Art. 25. Dividenden welke niet binnen vijf jaren zijn ontvangen, vervallen ten voordeele der reservekas.
Art. 26. In deze Statuten kunnen geene veranderingen worden gebracht, dan:
1o. met goedkeuring van meergenoemde Vereeniging,
2o. krachtens het besluit eener Algemeene Vergadering, genomen met eene meerderheid van 3/4 der uitgebrachte stemmen, en,
3o. behoudens de Koninklijke goedkeuring.
Art. 27. De Vennootschap kan tusschentijds niet worden ontbonden dan in de gevallen bij de wet voorzien, of krachtens besluit eener Algemeene Vergadering, genomen met drie vierde der uitgebrachte stemmen, ten minste twee derden van het getal uitgegeven aandeelen vertegenwoordigende. Op zoodanig besluit is de goedkeuring der meergenoemde Vereeniging noodig.
Art. 28. Bij ontbinding der Vennootschap, wordt zij door Commissarissen geliquideerd. In zoodanig geval is de Vereeniging crediteur voor de door haar betaalde renten.

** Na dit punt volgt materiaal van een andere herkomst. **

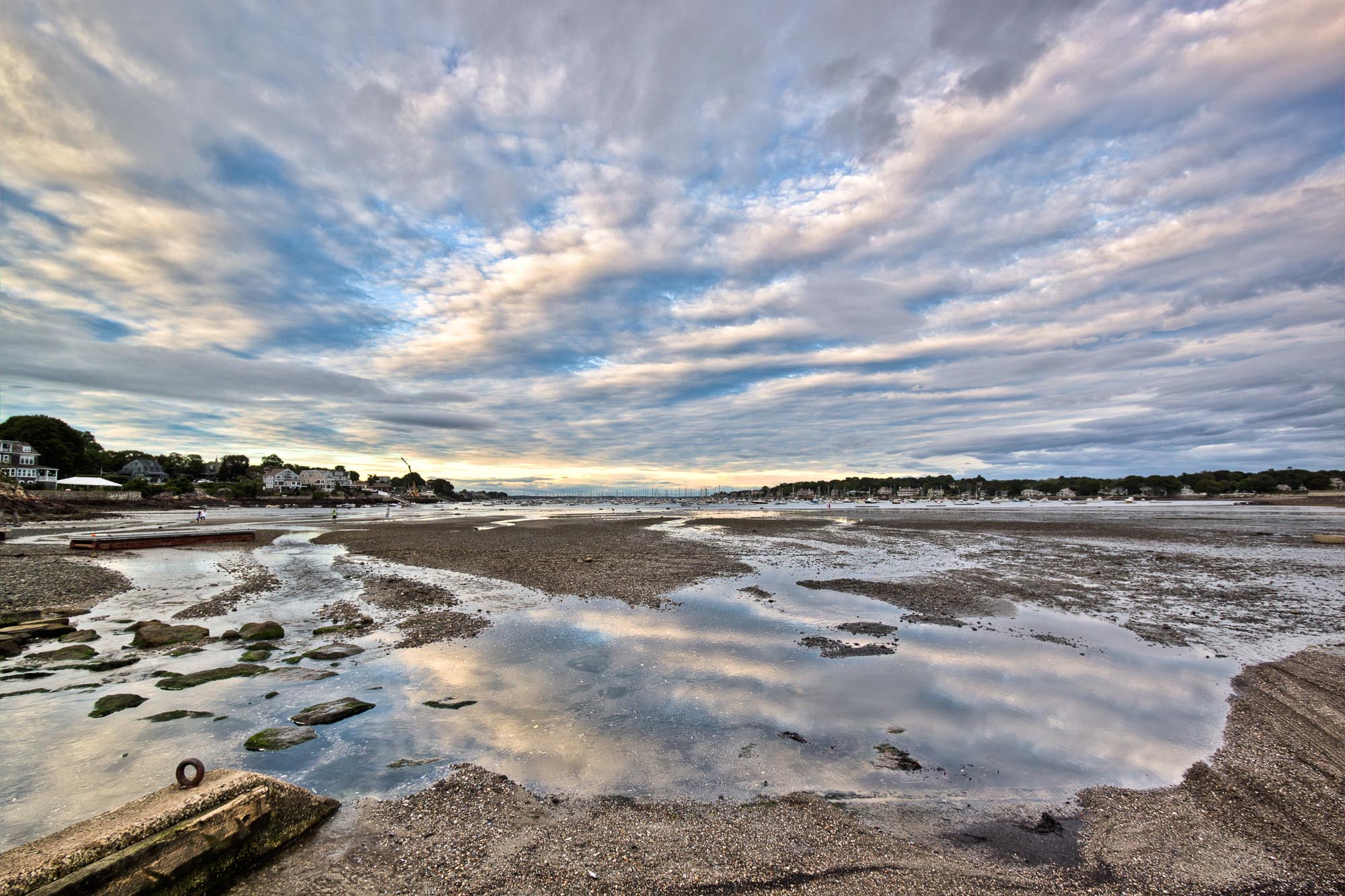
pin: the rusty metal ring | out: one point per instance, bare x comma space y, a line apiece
188, 783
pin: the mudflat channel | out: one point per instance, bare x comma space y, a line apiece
837, 701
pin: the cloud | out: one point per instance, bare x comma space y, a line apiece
681, 244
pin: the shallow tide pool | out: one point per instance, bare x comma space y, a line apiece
597, 697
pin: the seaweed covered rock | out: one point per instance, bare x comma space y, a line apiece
262, 631
192, 680
115, 704
159, 634
332, 712
337, 650
280, 737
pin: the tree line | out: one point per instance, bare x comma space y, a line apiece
1210, 482
79, 454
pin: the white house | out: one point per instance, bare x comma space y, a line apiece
20, 462
319, 479
280, 479
147, 469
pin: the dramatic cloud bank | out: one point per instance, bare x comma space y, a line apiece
681, 244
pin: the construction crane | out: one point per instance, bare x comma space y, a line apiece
411, 485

Art. 29. Alle oproepingen en aankondigingen in deze Statuten omschreven, worden geplaatst in de "Nederlandsche Staats-Courant" en in het orgaan van den Nederlandschen boekhandel.
Art. 30. Alle betalingen geschieden contant of uiterlijk binnen drie maanden nadat zij verschuldigd zijn.
Art. 31. Alle verbintenissen door de Commissie tot oprichting dezer Vennootschap, vóór het in-werking-treden dier Vennootschap aangegaan, worden door de Vennootschap overgenomen en zullen door haar worden nagekomen.
Art. 32. Alle geschillen uit deze overeenkomsten ontstaande, van welken aard die ook zijn, zullen worden beslecht door drie scheidslieden, door partijen in der minne of anders door den bevoegden rechter, op verzoek der meest gereede partij te benoemen, welke scheidslieden uitspraak zullen doen naar de regelen des rechts en in het hoogste ressort.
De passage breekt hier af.